Ali Yusuf, SH
Sahabat Alylaw saya menerima pertanyaan apaka suami bisa dituntut oleh istrinya jika menjual sesuatu barang berharga yang dimilikinya?
Baik sebelum menjawab pertanyaan izinkan saya menyampaikan tentang hak dan kedudukan suami dan istri. Surat An-Nisa ayat 34 dengan tegas menjelaskan seperti apa kedudukan suami atas istrinya.
“Laki-laki (suami) adalah penanggung jawab atas para perempuan (istri) karena Allah telah melebihkan sebagian mereka (laki-laki) atas sebagian yang lain (perempuan) dan karena mereka (laki-laki) telah menafkahkan sebagian dari hartanya….” (QS. An Nisa ayat 34)

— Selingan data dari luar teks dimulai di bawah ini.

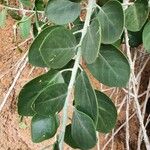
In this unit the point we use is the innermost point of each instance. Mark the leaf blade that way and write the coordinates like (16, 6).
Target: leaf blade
(113, 67)
(83, 130)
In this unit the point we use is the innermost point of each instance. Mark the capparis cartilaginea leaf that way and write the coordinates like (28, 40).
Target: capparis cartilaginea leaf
(83, 130)
(3, 15)
(111, 19)
(33, 89)
(25, 26)
(62, 12)
(136, 15)
(54, 47)
(107, 115)
(85, 98)
(43, 127)
(26, 2)
(146, 37)
(91, 42)
(111, 67)
(52, 99)
(68, 137)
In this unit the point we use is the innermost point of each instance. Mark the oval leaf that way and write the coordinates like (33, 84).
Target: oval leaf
(136, 15)
(62, 12)
(91, 42)
(85, 98)
(83, 130)
(3, 15)
(111, 67)
(146, 37)
(43, 128)
(68, 137)
(25, 26)
(33, 89)
(51, 100)
(26, 2)
(56, 49)
(111, 19)
(34, 55)
(107, 113)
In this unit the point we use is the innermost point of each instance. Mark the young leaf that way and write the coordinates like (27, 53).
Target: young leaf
(62, 12)
(83, 130)
(56, 47)
(111, 19)
(68, 137)
(51, 100)
(135, 38)
(26, 2)
(25, 26)
(107, 113)
(91, 42)
(111, 67)
(76, 1)
(15, 15)
(31, 91)
(85, 98)
(34, 55)
(146, 37)
(3, 15)
(40, 5)
(43, 128)
(136, 15)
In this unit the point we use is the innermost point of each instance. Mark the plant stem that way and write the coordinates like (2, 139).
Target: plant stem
(90, 6)
(18, 9)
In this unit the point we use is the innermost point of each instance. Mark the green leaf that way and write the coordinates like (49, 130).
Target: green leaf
(54, 47)
(136, 15)
(15, 15)
(25, 26)
(91, 42)
(76, 1)
(43, 128)
(146, 37)
(111, 67)
(31, 91)
(40, 5)
(77, 25)
(135, 38)
(107, 113)
(26, 2)
(34, 55)
(111, 19)
(85, 98)
(68, 137)
(3, 15)
(41, 24)
(83, 130)
(51, 100)
(62, 12)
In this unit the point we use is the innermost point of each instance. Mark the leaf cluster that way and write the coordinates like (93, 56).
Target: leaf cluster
(57, 39)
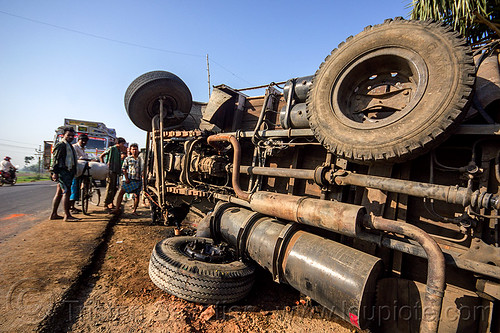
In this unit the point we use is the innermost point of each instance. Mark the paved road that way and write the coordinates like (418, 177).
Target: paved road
(24, 205)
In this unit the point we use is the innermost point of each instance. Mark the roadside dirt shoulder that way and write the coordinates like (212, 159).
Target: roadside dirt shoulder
(40, 266)
(121, 297)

Sementara menurut Pasal 31 Undang-undang Nomor 1 tahun 1974 tentang Perkawinan hak dan kedudukan suami dan istri sama. Sehingga tidak boleh suami atau istri merasa lebih unggul di dalam menjalankan rumah tangga.
Pasal 35 ayat 1
“Hak dan kedudukan isteri adalah seimbang dengan hak dan kedudukan suami dalam kehidupan rumah tangga dan pergaulan hidup bersama dalam masyarakat.”
Na’am (baik), jika sahabat Alylaw sudah tahu hak dan kedudukan suami dan istri, mari kita mulai masuk ke materi pertanyaan di atas.
Namun, sebelum menjawab pertanyaan izinkan saya bertanya apakah sesuatu yang berharga itu seperti tanah dan bangunan ( rumah, ruko, kontrakan dan lain sebagainya yang memiliki nilai jual) itu merupakan harta bersama atau harta bawaan….?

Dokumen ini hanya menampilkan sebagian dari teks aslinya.